Stromatolites in the Cadeby Formation, near Aberford, Yorkshire. P667869.
Cadeby Formation (Lower Magnesian Limestone): the Chapel of Our Lady of the Crag has been hewn out of cross-bedded ooidal limestone, Knaresborough. P222612.

Upper Permian limestone forms a near-continuous and well-drained escarpment to the east of the Pennines, and has been a source of an attractive building stone along its entire length. The Cadeby and Brotherton formations (P2; formerly Lower and Upper Magnesian Limestone and now part of the Zechstein Group; Plate P222612) are predominantly shelf carbonates, and there is ample evidence of discontinuity and erosion. Red-brown Permian mudstone (P3; Edlington and Roxby formations) separates and overlies the limestones.

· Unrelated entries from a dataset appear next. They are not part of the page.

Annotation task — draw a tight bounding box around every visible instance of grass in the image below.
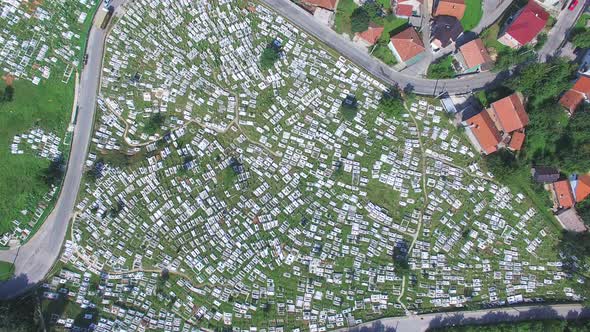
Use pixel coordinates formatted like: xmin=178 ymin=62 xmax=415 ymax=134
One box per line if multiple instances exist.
xmin=0 ymin=78 xmax=74 ymax=234
xmin=427 ymin=56 xmax=456 ymax=79
xmin=370 ymin=17 xmax=407 ymax=65
xmin=334 ymin=0 xmax=358 ymax=35
xmin=0 ymin=261 xmax=15 ymax=281
xmin=372 ymin=43 xmax=398 ymax=65
xmin=575 ymin=13 xmax=590 ymax=29
xmin=461 ymin=0 xmax=483 ymax=31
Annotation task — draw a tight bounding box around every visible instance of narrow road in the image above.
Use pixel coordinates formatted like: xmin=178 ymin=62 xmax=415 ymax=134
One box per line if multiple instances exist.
xmin=0 ymin=0 xmax=127 ymax=299
xmin=538 ymin=0 xmax=587 ymax=61
xmin=339 ymin=304 xmax=590 ymax=331
xmin=472 ymin=0 xmax=514 ymax=34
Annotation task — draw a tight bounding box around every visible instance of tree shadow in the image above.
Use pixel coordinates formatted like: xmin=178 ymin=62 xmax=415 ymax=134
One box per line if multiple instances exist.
xmin=348 ymin=320 xmax=398 ymax=332
xmin=0 ymin=273 xmax=35 ymax=300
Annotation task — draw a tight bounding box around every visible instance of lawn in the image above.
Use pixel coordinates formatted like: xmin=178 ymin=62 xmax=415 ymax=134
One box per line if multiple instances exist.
xmin=372 ymin=43 xmax=398 ymax=65
xmin=427 ymin=56 xmax=456 ymax=79
xmin=371 ymin=16 xmax=407 ymax=65
xmin=0 ymin=261 xmax=15 ymax=281
xmin=461 ymin=0 xmax=483 ymax=31
xmin=0 ymin=78 xmax=74 ymax=234
xmin=334 ymin=0 xmax=358 ymax=35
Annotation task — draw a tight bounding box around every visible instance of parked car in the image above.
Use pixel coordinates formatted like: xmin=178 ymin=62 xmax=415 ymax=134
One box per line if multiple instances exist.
xmin=569 ymin=0 xmax=578 ymax=11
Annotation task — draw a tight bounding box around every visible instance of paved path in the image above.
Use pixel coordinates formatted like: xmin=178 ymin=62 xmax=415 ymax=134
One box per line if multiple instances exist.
xmin=259 ymin=0 xmax=503 ymax=95
xmin=338 ymin=304 xmax=590 ymax=331
xmin=538 ymin=0 xmax=587 ymax=61
xmin=0 ymin=0 xmax=127 ymax=299
xmin=472 ymin=0 xmax=514 ymax=34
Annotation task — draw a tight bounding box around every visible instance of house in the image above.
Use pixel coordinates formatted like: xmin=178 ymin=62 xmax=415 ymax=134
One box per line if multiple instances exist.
xmin=433 ymin=0 xmax=465 ymax=20
xmin=395 ymin=0 xmax=421 ymax=18
xmin=463 ymin=110 xmax=502 ymax=154
xmin=457 ymin=38 xmax=493 ymax=73
xmin=552 ymin=180 xmax=575 ymax=209
xmin=573 ymin=174 xmax=590 ymax=202
xmin=507 ymin=130 xmax=525 ymax=151
xmin=488 ymin=92 xmax=528 ymax=133
xmin=430 ymin=16 xmax=463 ymax=51
xmin=497 ymin=1 xmax=549 ymax=49
xmin=559 ymin=75 xmax=590 ymax=115
xmin=300 ymin=0 xmax=338 ymax=10
xmin=388 ymin=27 xmax=426 ymax=66
xmin=531 ymin=166 xmax=559 ymax=183
xmin=354 ymin=23 xmax=384 ymax=47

Anhydrite/gypsum that occurs within the mudstone can cause subsidence problems where dissolved near the surface. The Lenton Sandstone Formation of the Nottingham area is a fluvial–aeolian sandstone at the base of the Sherwood Sandstone Group that is partly Permian in age.

To the west of the Pennines (Cumbrian Coast Group; P3), the Upper Permian StBees Evaporites Formation has been mined extensively for gypsum and anhydrite. It passes up into the StBees Shales Formation, and towards the edge of the basin in Lancashire and Cheshire the lateral equivalents are the Manchester Marls and the upper part of the Kinnerton Sandstone Formation. The Eden Shales are preserved to the east of the Lake District and may hint at a connection between the Bakevellia and Zechstein seas, via the Stainmore depression.

Heavitree Breccia of the Exeter Group. Note the small Neptunean dyke infilled with sand and truncated against the overlying bed, Exeter. P213896.

In the south-west of England, the breccias of the Exeter Group (P1) contain fragments and clasts that trace the history of the unroofing of the Dartmoor Granite, emplaced about 280Ma. The early breccias contain almost exclusively Carboniferous clasts, the younger breccias contain a mix of Devonian clasts and fragments derived from the nearby granite with feldspar crystals appearing near the top (Plate P213896). Karst that developed locally on the surface of the underlying Carboniferous limestone is infilled with breccia. Overlying fluvial sandstones (Shute Sandstone Formation) rest unconformably on the breccias and pass up into dune sandstones of the Dawlish Sandstone Formation. Near the base of the Exeter Group, mafic lavas, dated at 291 to 282Ma (Carboniferous to Permian), were erupted just before the emplacement of the Dartmoor Granite. The lavas have a geochemical signature that indicates an origin within a continental plate; lamprophyres, rhyolites and agglomerates are also present.